Asymptotically Stable Walking of a Five-Link Underactuated 3D Bipedal Robot

TL;DR

This paper develops three feedback control strategies to achieve asymptotically stable, periodic, and fast walking gaits for a 3D underactuated bipedal robot with passive point feet, using an extension of virtual constraints and hybrid zero dynamics.

Contribution

It introduces a novel application of virtual constraints and hybrid zero dynamics to stabilize walking in a complex 3D underactuated robot with passive feet, including three distinct control strategies.

Findings

All three strategies successfully stabilize walking gait.

The event-based controller improves gait stability and speed.

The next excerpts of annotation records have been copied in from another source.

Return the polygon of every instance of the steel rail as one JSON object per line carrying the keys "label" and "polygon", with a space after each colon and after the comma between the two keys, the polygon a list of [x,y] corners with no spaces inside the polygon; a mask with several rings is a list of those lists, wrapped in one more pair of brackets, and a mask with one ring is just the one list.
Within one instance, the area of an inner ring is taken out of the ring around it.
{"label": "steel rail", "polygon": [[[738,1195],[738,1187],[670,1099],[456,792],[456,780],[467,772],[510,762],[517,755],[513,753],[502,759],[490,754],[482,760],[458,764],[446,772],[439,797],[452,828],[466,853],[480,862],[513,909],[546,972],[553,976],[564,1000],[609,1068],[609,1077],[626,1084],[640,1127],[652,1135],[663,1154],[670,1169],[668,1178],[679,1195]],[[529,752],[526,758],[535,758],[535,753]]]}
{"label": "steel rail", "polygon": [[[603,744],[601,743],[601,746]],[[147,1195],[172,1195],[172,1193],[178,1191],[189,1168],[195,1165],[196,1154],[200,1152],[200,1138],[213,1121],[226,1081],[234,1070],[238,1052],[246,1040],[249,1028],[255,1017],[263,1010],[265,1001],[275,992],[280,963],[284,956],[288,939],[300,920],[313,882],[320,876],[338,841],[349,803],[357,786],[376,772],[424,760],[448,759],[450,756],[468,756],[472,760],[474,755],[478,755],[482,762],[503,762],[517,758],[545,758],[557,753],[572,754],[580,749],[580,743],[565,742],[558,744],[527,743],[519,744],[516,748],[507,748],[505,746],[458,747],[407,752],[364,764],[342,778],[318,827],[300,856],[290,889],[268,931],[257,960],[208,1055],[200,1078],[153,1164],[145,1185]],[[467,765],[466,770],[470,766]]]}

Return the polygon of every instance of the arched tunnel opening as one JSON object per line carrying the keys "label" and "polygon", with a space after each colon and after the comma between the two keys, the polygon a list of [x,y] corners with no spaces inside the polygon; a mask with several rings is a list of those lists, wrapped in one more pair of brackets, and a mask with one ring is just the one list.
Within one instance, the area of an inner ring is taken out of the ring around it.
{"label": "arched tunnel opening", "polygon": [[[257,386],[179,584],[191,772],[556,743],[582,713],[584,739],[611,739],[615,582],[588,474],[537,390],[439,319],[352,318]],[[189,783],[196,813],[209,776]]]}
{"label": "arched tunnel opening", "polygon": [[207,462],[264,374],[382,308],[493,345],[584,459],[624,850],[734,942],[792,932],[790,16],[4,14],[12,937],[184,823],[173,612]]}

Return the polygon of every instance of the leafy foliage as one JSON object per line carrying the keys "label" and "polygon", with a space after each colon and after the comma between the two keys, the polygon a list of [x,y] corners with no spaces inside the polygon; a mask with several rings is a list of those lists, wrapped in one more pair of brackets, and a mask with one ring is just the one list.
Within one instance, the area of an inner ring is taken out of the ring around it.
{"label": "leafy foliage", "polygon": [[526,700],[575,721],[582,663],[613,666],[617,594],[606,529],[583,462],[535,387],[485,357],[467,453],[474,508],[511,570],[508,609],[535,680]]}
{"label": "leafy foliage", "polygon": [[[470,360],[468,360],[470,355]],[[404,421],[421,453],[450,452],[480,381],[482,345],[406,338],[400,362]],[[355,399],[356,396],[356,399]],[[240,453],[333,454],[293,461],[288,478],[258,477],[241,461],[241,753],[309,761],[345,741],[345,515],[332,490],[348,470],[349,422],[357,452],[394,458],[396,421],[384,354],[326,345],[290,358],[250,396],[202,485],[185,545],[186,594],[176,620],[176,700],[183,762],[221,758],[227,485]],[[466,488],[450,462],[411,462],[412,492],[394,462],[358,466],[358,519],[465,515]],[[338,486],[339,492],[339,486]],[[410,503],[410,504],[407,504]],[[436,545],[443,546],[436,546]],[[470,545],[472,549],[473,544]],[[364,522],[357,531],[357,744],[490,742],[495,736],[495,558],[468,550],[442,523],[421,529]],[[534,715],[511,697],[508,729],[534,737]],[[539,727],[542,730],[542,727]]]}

Output selection significantly impacts stabilization effectiveness.

Abstract

This paper presents three feedback controllers that achieve an asymptotically stable, periodic, and fast walking gait for a 3D (spatial) bipedal robot consisting of a torso, two legs, and passive (unactuated) point feet. The contact between the robot and the walking surface is assumed to inhibit yaw rotation. The studied robot has 8 DOF in the single support phase and 6 actuators. The interest of studying robots with point feet is that the robot's natural dynamics must be explicitly taken into account to achieve balance while walking. We use an extension of the method of virtual constraints and hybrid zero dynamics, in order to simultaneously compute a periodic orbit and an autonomous feedback controller that realizes the orbit. This method allows the computations to be carried out on a 2-DOF subsystem of the 8-DOF robot model. The stability of the walking gait under closed-loop control is evaluated with the linearization of the restricted Poincar\'e map of the hybrid zero dynamics. Three strategies are explored. The first strategy consists of imposing a stability condition during the search of a periodic gait by optimization. The second strategy uses an event-based controller. In the third approach, the effect of output selection is discussed and a pertinent choice of outputs is proposed, leading to stabilization without the use of a supplemental event-based controller.